Demokrasi ve Liyakat
Demokrasinin özünün, sadece çoğulculuktan değil; farklı eğilimlerin uzlaşısından (pek çok durumda ortak paydadan) mayalandığı asla unutulmamalı. Bu çerçevede gelişmesini ümit ettiğimiz toplumsal mutabakat, aynı zamanda demokrasinin kurumsallaşması ve iyi işlemesi bakımından da önemlidir. Özellikle, halkın tercihlerinin iktidara taşınmasında rol alan siyasi partilerin ve yöneticilerinin, etik değer anlayışına özel önem vermeleri, buna uygun örnek nitelikte tavır ve davranışlar sergilemeleri beklenir. Ama yerel partilerimizdeki iç çekişme ve çatışma düzeyine baktığımızda; kendi içlerinde bile anlaşamayan siyasilerin, farklı düşünce grupları veya siyasi partiler olarak anlaşmaları pek mümkün görülmüyor. En azında; kısa vadede bu yönlü bir umut ışığı olduğunu söyleyemeyiz.
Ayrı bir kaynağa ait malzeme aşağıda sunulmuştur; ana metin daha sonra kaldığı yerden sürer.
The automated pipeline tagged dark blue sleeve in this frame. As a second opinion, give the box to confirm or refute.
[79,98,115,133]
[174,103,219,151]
Sivil veya siyasi; örgütlerimizde uzlaşma yerine çatışma kültürünün yerleşmiş olması, sosyal ortamlara ait bir durum değildir. Genelde aile, iş veya okul ortamlarında da hiç farklı davranmıyoruz. Bu sorunumuzu uzlaşma yönünde aşmak için de, fazla bir çabamız olduğunu söylemek mümkün değil. Eğitim anlayışını, siyaset yapma modelinin bir parçası haline getirememiş örgütlerimizle, durumun daha farklı olmasını da beklemiyorum doğrusu.
Siyaset, toplumun geleceği konusunda söz sahipliğine ve temsilciliğine talip olmak anlamına gelir. Sıradan işleri yerine getirebilmek için bile, uzun süreli eğitimler görmek gerektiğine göre; siyasal eğitimin de politik örgütlerin doğal bir parçası olması gerekir. Hem sivil hem de siyasal örgütlerimizde “okumuş olmak”, pek sevilmeyen ya da tercih nedeni olmayan özellikler arasında yer alır. Eğitim özürlü siyasetçiler topluluğunun yaptığı da bugünkü durumu ortaya çıkarıyor. Çoğu zaman rantçı taleplerin yerine gelmesi, siyaset makamından beklentileri olanlar için yeterli oluyor; bu durumda da eğitimin, deneyimin, birikimin gerektiği liyakat (meritokrasi) sistemine de ihtiyaç kalmıyor. Kaliteli olanı talep etmeyen bir topluluk, yönetimin her türlüsüne müstahaktır.